江戸川乱歩が絶賛したという幻の名作(1940年)だそうだ。そう言われると読みたくなるではないか。検視審問という制度が日本にはないので事情はよくわからないが、アメリカでは死因を法的に確定するために行われ、検死官、検視陪審員が証拠、証人の証言を基に事件を審議していたらしい(現在でも行われているかどうかは知らない)。

古き良き時代の雰囲気が漂っているかと思えば、意外と古さは感じないが、お膳立てはオーソドックスである。舞台はコネチカットの小さな町に住む人気作家ミセス・ベネットの館。彼女の70歳の誕生日に起こった殺人事件。犯人は誰か、そして何のために殺したのか。この謎を4回にわたる公判の中で解いていく。

ユーモアのひねりが効いていて、読んでいると思わずニヤッとする箇所がふんだんにある。正論を吐く者に限って大した人物ではないとか、文学と三文小説の違いとか。著者の本業は劇作家だそうで、なるほど登場人物の一人ひとりが生き生きと描かれており、忘れ難いキャラクターが次々と現れる。

以前、「どうして人が殺される話なんかを面白いと思うの?」と訊かれたことがあるが、ミステリを読む楽しみとは、人間性についてあれこれ考えることじゃないかなと思っている。
 現実の世界でも毎日のように事件が起きているが、それはなぜなのか。何が人を追い詰めるのか。ミステリ作家が描きたいのは、つまりそういう問いへの彼らなりの回答なのだと思う。そして悪が滅び、正義が勝つ結末であって欲しいと望むのは、現実においても希望を持ち続けたいからにほかならない。
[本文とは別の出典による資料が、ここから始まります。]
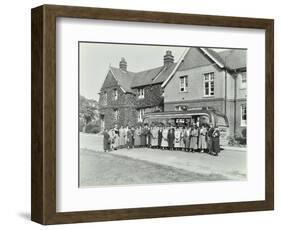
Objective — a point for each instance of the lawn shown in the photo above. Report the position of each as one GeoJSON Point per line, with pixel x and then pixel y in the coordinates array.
{"type": "Point", "coordinates": [102, 169]}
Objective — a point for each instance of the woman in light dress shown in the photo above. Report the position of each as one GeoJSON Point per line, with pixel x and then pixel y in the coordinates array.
{"type": "Point", "coordinates": [137, 137]}
{"type": "Point", "coordinates": [154, 137]}
{"type": "Point", "coordinates": [164, 143]}
{"type": "Point", "coordinates": [194, 138]}
{"type": "Point", "coordinates": [122, 139]}
{"type": "Point", "coordinates": [186, 138]}
{"type": "Point", "coordinates": [178, 137]}
{"type": "Point", "coordinates": [203, 138]}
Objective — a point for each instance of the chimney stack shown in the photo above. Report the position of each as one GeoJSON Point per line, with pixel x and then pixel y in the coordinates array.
{"type": "Point", "coordinates": [123, 64]}
{"type": "Point", "coordinates": [168, 58]}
事件の謎そのものは、こんなものか、という感じだし、割合初期の段階で犯人はそれと知れてしまうのだが、それは本書を楽しむ上では些細なことである。公判において読み上げられる、あるいは語られる証言の裏表に、「ははぁ、そうきたか」「ほぉ〜なるほどね」とうなずきつつページを繰り、最後に本を閉じるときにはふーっと息を吐いて、「いやぁ〜お見事!」と言いたくなる。巧みな話術にぐいぐいと引き込まれていく満足感。作者の人間観察は大したものだ。

最近は面白いミステリを探すのがひと苦労となってしまったが、創元でこうして過去の名作を復刊してくれるのが楽しみだ。本作の続編もいずれ刊行されるというので、期待して待っていよう(あまり間をおかずに訳してくれると有難い)。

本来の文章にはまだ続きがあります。